Problem to Decode H264 video over RTP with ffmpeg (libavcodec)

33,160

Solution 1

In RTP all H264 I-Frames (IDRs) are usualy fragmented. When you receive RTP you first must skip the header (usualy first 12 bytes) and then get to the NAL unit (first payload byte). If the NAL is 28 (1C) then it means that following payload represents one H264 IDR (I-Frame) fragment and that you need to collect all of them to reconstruct H264 IDR (I-Frame).

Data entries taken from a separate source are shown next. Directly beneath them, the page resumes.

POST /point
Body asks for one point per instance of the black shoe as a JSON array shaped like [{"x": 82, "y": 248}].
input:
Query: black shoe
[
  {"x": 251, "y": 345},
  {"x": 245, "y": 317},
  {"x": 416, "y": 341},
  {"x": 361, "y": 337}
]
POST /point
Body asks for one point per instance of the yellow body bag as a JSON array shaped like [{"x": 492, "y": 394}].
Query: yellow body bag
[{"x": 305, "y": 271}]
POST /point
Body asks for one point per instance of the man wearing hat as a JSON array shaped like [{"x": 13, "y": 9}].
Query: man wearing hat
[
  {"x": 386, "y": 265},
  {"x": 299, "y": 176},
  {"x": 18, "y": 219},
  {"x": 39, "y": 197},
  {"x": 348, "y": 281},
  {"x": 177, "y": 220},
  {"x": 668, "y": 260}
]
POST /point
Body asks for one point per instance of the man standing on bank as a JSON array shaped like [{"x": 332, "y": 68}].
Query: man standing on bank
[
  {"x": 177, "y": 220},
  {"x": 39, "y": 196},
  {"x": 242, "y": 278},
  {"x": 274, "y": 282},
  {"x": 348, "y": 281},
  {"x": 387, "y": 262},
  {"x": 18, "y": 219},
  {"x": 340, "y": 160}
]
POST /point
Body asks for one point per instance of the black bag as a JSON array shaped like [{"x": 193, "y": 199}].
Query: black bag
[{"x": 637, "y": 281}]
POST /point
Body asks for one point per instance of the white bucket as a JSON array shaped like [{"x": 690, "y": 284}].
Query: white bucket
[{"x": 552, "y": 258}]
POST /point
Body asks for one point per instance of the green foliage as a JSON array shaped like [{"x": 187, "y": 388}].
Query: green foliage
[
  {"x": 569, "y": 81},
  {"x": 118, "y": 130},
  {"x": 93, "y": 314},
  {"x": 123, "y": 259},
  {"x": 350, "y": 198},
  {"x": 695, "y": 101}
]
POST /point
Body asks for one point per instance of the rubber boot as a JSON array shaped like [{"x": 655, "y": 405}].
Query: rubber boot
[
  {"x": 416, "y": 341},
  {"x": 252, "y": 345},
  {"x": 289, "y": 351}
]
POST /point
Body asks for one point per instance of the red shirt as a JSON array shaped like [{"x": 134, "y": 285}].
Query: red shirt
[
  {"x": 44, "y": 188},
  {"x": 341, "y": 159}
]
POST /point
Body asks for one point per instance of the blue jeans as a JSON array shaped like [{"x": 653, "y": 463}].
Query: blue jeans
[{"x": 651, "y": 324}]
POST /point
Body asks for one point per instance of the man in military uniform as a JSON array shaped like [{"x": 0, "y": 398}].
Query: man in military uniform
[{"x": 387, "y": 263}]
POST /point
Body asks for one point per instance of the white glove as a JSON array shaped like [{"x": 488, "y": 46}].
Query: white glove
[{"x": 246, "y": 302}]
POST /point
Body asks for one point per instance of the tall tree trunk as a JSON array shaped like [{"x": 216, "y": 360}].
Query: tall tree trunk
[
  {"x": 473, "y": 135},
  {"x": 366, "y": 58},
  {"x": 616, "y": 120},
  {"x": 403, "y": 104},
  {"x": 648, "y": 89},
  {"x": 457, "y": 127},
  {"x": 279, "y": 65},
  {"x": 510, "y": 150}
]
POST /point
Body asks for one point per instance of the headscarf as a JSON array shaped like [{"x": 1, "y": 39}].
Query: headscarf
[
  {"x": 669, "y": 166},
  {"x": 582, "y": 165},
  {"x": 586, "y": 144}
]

Fragmentation occurs because of the limited MTU, and much larger IDR. One fragment can look like this:

Fragment that has START BIT = 1:

First byte:  [ 3 NAL UNIT BITS | 5 FRAGMENT TYPE BITS] 
Second byte: [ START BIT | END BIT | RESERVED BIT | 5 NAL UNIT BITS] 
Other bytes: [... IDR FRAGMENT DATA...]

Other fragments:

First byte:  [ 3 NAL UNIT BITS | 5 FRAGMENT TYPE BITS]  
Other bytes: [... IDR FRAGMENT DATA...]

To reconstruct IDR you must collect this info:

int fragment_type = Data[0] & 0x1F;
int nal_type = Data[1] & 0x1F;
int start_bit = Data[1] & 0x80;
int end_bit = Data[1] & 0x40;

If fragment_type == 28 then payload following it is one fragment of IDR. Next check is start_bit set, if it is, then that fragment is the first one in a sequence. You use it to reconstruct IDR's NAL byte by taking the first 3 bits from first payload byte (3 NAL UNIT BITS) and combine them with last 5 bits from second payload byte (5 NAL UNIT BITS) so you would get a byte like this [3 NAL UNIT BITS | 5 NAL UNIT BITS]. Then write that NAL byte first into a clear buffer with all other following bytes from that fragment. Remember to skip first byte in a sequence since it is not a part of IDR, but only identifies the fragment.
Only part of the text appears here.